Di essere molto decisi e concreti nelle proprie scelte. Di andare dove ci sono migliori opportunità di costruirsi un curriculum valido e una solida esperienza lavorativa, elementi che poi aprono tutte le porte. Anche se questo può richiedere notevoli sacrifici, grande elasticità e capacità di adattamento, eventualmente la necessità di spostarsi all’estero, e ovviamente un certo rischio. Per quanto mi riguarda, rimpiango di non aver lasciato l’Italia nei primi anni della mia carriera. Sono stato troppo indeciso riguardo ad una scelta che poi si è rivelata non solo giusta ma anche difficilmente evitabile. Ai giovani vorrei dire di non essere indecisi, perchè il tempo perduto non torna. Se fatte subito, le scelte “difficili” possono portare poi grandi vantaggi. Ovviamente è anche importante il lato linguistico, nel quale in Italia stiamo migliorando ma siamo ancora in ritardo rispetto ad altri paesi. Curare la conoscenza delle lingue, in particolare l’inglese, permette di acquisire un vantaggio notevole per una carriera futura, non solo all’estero ma anche nel nostro paese, in una società che diventa sempre piu’ globale e in cui internet rappresenta una risorsa che va sfruttata al pieno delle sue potenzialità.

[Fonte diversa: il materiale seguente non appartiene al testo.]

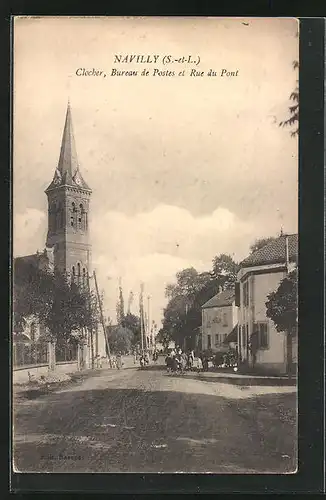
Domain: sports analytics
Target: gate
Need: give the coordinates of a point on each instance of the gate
(29, 354)
(66, 353)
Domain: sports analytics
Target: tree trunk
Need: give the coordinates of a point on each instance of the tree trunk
(92, 348)
(289, 360)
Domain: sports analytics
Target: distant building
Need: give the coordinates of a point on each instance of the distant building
(259, 275)
(219, 321)
(68, 246)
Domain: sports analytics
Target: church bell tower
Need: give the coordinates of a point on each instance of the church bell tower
(68, 210)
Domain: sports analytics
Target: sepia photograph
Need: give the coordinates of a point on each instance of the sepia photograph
(155, 245)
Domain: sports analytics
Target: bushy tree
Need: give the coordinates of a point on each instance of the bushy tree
(282, 309)
(183, 314)
(132, 322)
(164, 337)
(293, 119)
(120, 339)
(63, 308)
(225, 271)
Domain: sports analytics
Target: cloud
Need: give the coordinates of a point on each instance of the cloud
(28, 231)
(152, 246)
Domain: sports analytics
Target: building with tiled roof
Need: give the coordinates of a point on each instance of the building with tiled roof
(274, 252)
(259, 275)
(219, 318)
(225, 298)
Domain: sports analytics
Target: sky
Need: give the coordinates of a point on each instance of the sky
(181, 168)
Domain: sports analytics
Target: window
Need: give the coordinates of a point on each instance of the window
(33, 331)
(245, 289)
(262, 331)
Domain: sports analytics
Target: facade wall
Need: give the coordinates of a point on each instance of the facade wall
(254, 290)
(217, 322)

Colpisce nell’intervista ad Andrea Sacchetti la frase “Rimpiango di non aver lasciato l’Italia nei primi anni della mia carriera”, che è l’amara constatazione che prima o poi la fiducia dei ricercatori a trovare una sistemazione stabile in Italia, cede. Ma fino a quando la “fuga” avviene dentro la UE, mezzo guaio. Il brutto è quando si va fuori dall’UE. Perché in questo caso la creatività italiana va ad arricchire Paesi concorrenti dell’Unione Europea. Auguriamo ad Andrea, serio ricercatore nell’importantissimo campo oncologico, un avvenire professionale ricco di successi.